Differentiating between the vaccinated and non-vaccinated would be justified from a constitutional point of view, the prime minister’s chief of staff told a government press briefing on Wednesday, adding that the government will wait as long as it can with introducing any regulations that differentiate between them.
For the time being, school closures are not planned because of the pandemic but the government may make a decision to this effect in the future. The state of special legal order must be maintained partly because it enables introducing such changes without lengthy legislation, he said. All decisions are being made after consultations with experts and based on various statistics, he said. In the fourth wave, the number of infections must be assessed differently than in previous waves because thanks to vaccination, fewer people end up in hospital and fewer need a ventilator.
Commenting on the upcoming hunting expo, he said the cabinet decided that the current number of infections does not justify requiring participants to have immunity certificates. In response to a question on mandatory mask wearing, he said introducing such a requirement would suggest that in effect it is similar to vaccination.

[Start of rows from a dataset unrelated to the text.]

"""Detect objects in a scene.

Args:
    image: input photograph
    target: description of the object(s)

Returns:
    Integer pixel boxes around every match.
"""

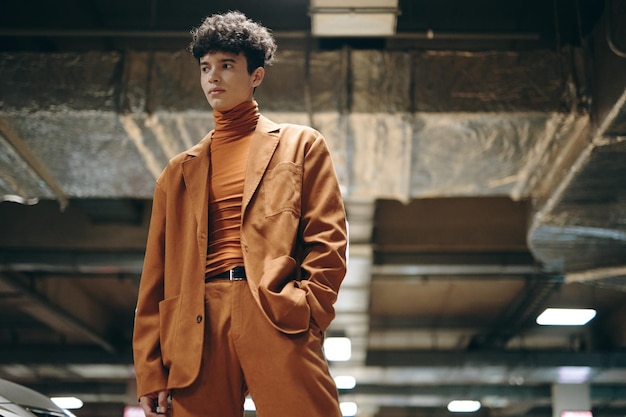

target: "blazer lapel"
[182,131,213,226]
[241,116,280,216]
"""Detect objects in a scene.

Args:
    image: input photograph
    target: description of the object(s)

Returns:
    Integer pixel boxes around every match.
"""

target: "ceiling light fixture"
[335,375,356,389]
[309,0,399,37]
[537,308,596,326]
[324,337,352,362]
[448,400,480,413]
[50,397,83,410]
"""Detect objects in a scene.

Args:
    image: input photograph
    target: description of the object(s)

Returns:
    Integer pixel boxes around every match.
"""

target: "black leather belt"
[204,266,246,282]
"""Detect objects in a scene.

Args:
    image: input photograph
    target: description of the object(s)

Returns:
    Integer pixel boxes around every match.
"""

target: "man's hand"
[139,390,169,417]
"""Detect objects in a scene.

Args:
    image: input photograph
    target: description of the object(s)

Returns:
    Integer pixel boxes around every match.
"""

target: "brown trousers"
[172,280,341,417]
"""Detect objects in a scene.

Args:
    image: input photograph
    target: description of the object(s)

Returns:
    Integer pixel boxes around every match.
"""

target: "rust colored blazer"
[133,116,348,397]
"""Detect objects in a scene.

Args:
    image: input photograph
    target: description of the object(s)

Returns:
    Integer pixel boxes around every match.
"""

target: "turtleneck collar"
[213,100,259,139]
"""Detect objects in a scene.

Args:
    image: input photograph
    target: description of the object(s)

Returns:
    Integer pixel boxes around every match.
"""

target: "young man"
[133,12,347,417]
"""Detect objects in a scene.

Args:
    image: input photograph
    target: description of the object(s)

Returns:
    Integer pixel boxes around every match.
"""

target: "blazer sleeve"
[299,132,348,330]
[133,182,167,397]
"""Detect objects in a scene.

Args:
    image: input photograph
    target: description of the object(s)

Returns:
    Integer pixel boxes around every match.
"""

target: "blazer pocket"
[159,295,181,368]
[263,162,302,217]
[259,256,311,334]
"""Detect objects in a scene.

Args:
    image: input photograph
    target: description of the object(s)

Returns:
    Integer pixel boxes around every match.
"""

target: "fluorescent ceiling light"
[50,397,83,410]
[310,0,398,36]
[324,337,352,362]
[558,366,591,384]
[537,308,596,326]
[335,375,356,389]
[339,402,358,417]
[448,400,480,413]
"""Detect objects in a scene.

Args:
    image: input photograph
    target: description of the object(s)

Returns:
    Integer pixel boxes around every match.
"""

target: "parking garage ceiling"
[0,0,626,417]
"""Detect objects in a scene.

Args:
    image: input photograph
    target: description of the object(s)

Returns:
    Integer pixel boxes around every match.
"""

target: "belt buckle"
[228,268,243,281]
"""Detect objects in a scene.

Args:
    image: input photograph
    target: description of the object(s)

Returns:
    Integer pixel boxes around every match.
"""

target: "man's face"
[200,52,265,112]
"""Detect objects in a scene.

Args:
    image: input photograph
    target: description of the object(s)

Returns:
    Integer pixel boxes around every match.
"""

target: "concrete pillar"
[552,384,591,417]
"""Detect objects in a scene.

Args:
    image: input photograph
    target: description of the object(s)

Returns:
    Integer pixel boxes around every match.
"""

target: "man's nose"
[208,70,221,83]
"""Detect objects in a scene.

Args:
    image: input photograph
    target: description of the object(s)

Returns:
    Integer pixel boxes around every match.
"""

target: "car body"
[0,379,72,417]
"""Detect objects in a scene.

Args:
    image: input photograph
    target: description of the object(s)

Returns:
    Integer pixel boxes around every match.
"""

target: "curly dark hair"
[189,11,276,74]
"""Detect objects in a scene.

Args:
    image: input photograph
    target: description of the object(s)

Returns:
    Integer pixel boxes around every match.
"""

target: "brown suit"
[133,116,347,396]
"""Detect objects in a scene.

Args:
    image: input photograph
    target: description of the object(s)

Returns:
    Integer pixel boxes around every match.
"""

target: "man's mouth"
[209,88,226,96]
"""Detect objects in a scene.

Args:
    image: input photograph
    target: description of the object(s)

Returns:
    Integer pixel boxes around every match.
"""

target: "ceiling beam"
[0,273,116,357]
[366,350,626,369]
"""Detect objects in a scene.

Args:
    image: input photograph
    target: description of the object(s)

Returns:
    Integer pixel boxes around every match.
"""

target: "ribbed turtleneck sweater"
[206,101,259,276]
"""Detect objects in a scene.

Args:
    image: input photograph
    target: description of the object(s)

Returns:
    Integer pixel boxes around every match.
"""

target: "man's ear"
[252,67,265,87]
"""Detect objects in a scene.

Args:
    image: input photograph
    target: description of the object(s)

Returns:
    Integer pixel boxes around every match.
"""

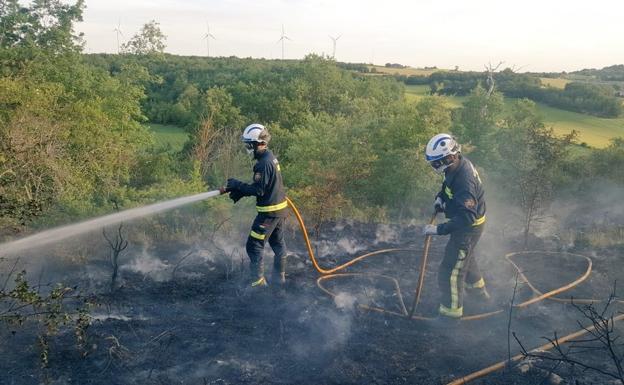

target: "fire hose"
[286,198,624,385]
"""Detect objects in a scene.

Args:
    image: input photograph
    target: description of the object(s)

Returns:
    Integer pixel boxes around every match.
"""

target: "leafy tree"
[453,85,504,163]
[492,99,576,246]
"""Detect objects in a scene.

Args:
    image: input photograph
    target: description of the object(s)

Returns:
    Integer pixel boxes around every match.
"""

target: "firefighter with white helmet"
[423,134,489,318]
[220,123,288,288]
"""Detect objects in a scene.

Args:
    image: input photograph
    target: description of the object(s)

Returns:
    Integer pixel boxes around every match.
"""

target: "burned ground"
[0,220,624,385]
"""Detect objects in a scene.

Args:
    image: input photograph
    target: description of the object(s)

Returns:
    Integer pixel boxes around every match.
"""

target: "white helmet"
[241,123,271,154]
[425,134,461,174]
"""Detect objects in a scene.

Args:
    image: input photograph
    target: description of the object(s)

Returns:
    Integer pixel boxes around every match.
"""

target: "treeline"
[397,69,623,118]
[0,0,624,240]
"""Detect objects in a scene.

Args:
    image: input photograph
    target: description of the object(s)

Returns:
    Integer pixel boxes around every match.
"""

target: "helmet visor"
[429,156,453,173]
[243,142,254,154]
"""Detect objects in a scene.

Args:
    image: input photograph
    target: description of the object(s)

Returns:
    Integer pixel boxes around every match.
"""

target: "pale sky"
[76,0,624,71]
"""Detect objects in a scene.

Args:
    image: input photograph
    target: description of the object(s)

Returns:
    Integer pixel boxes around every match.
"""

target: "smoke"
[121,248,173,282]
[334,291,357,310]
[0,191,219,255]
[374,224,399,244]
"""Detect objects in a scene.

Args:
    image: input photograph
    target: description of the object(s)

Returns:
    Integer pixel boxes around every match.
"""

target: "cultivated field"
[540,78,571,89]
[405,85,624,148]
[368,66,447,76]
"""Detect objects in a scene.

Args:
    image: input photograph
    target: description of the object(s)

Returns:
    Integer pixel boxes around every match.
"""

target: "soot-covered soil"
[0,225,624,385]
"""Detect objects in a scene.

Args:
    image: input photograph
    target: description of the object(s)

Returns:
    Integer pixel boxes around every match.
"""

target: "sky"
[76,0,624,72]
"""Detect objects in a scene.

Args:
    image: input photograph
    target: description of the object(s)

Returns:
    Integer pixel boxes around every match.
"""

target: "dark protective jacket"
[437,155,485,235]
[239,149,288,217]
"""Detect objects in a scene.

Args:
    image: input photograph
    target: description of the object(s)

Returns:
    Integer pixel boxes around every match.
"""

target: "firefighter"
[220,123,287,288]
[423,134,489,319]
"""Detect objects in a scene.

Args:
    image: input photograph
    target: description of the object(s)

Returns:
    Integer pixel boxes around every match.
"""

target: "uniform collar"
[444,155,466,186]
[254,148,271,159]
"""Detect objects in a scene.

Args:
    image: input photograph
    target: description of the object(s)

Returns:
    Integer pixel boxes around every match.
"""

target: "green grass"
[147,123,188,151]
[540,78,571,89]
[537,104,624,148]
[368,66,447,76]
[405,85,624,148]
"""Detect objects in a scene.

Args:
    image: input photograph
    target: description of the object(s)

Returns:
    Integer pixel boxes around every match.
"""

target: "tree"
[453,85,504,164]
[492,99,576,247]
[122,20,167,55]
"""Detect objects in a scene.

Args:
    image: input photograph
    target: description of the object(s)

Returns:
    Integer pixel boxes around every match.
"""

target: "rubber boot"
[249,262,268,289]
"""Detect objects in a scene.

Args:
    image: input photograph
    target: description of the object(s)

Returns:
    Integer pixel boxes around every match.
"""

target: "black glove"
[433,197,446,213]
[230,190,243,203]
[225,178,243,192]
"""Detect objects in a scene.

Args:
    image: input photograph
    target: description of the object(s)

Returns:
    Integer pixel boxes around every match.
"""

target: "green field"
[537,104,624,148]
[405,85,624,148]
[540,78,571,89]
[147,123,188,151]
[368,66,446,76]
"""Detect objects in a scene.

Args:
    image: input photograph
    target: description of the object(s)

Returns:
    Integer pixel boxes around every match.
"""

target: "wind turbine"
[277,24,292,60]
[204,23,217,57]
[113,18,124,54]
[329,35,342,59]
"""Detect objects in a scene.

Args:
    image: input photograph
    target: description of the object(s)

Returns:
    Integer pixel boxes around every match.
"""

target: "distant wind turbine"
[113,18,124,54]
[204,23,217,57]
[329,35,342,59]
[277,24,292,60]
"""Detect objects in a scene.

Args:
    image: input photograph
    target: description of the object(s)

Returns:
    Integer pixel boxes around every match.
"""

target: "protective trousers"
[438,225,485,318]
[246,214,286,281]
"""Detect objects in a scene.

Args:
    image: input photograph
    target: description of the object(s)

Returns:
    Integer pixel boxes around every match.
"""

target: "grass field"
[537,104,624,148]
[540,78,571,89]
[147,123,188,151]
[368,66,446,76]
[405,85,624,148]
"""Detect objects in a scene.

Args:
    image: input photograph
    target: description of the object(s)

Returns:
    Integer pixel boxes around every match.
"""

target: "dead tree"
[102,223,128,293]
[514,288,624,385]
[485,62,503,98]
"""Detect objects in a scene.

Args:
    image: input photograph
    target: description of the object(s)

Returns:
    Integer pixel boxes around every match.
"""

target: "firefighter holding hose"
[219,123,288,288]
[423,134,489,319]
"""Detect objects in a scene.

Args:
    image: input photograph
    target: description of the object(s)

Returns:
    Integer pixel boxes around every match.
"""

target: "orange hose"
[286,198,624,385]
[447,314,624,385]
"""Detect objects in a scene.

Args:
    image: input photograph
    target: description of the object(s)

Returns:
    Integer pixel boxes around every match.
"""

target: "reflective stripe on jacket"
[438,155,485,235]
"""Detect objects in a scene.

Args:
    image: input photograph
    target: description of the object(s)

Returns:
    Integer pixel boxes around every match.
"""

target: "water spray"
[0,190,220,256]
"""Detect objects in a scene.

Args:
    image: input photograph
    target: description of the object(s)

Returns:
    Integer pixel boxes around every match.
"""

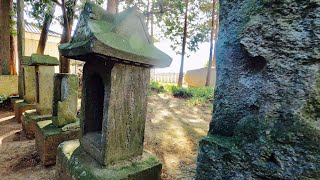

In response to another question, he said the extension of the state of special legal order did not affect the opposition primaries and people are free to submit their votes in person. Gulyás expressed the view that the fourth wave would affect the country’s operations to a lesser extent than previous waves.
The government would like Hungary to start producing coronavirus vaccines but no agreements have been signed yet with any manufacturers.
Commenting on the outgoing government in Norway and related corruption charges, he said it would be good if Norway, as a member of the European Economic Area (EEC), could clear these issues, which he said also involved the possibility of foreign influence. Gulyás said Norwegian government comments concerning monies due to Hungary from the Norway Fund lacked seriousness. Hungary is waiting for the new Norwegian government to be formed, he said. If an agreement cannot be reached with them, legal tools are available to settle the issue, the strongest argument being that unanimity is required to maintan the EEA.
Gulyás reiterated the government’s position that amending the Ukrainian education law which he described as “intolerable, going against all basic human rights principles” was a precondition for Ukraine’s NATO accession.
He added that the US could do the most in order for progress to be made in this issue.
In response to a question on migration, he said it required three thousand police and soldiers to be present at Hungary’s southern borders, which put a significant burden on these organisations. The pressure of migration could grow further on these borders and it could become stronger than in 2016, which will require even further staff to be sent there, he added.
He reiterated that Hungary would not be willing to let in migrants.
In response to a question regarding whether international organisations or other states may interfere in the Hungarian general elections next year, Gulyás said “the majority of western European governments would be happy to see the right wing not win”. If no agreement is made on the transfer of funds to Hungary from the European Union’s recovery plan, it will show that “the European Commission wants to participate in the campaign on the side of the opposition”, he said. However, the government has made every effort to avoid this risk, he added.
Gulyás also said that it was “unimaginable” that gay marriage would be legalised in Hungary.
He added that the government’s view is that “same-sex marriage does not exist”.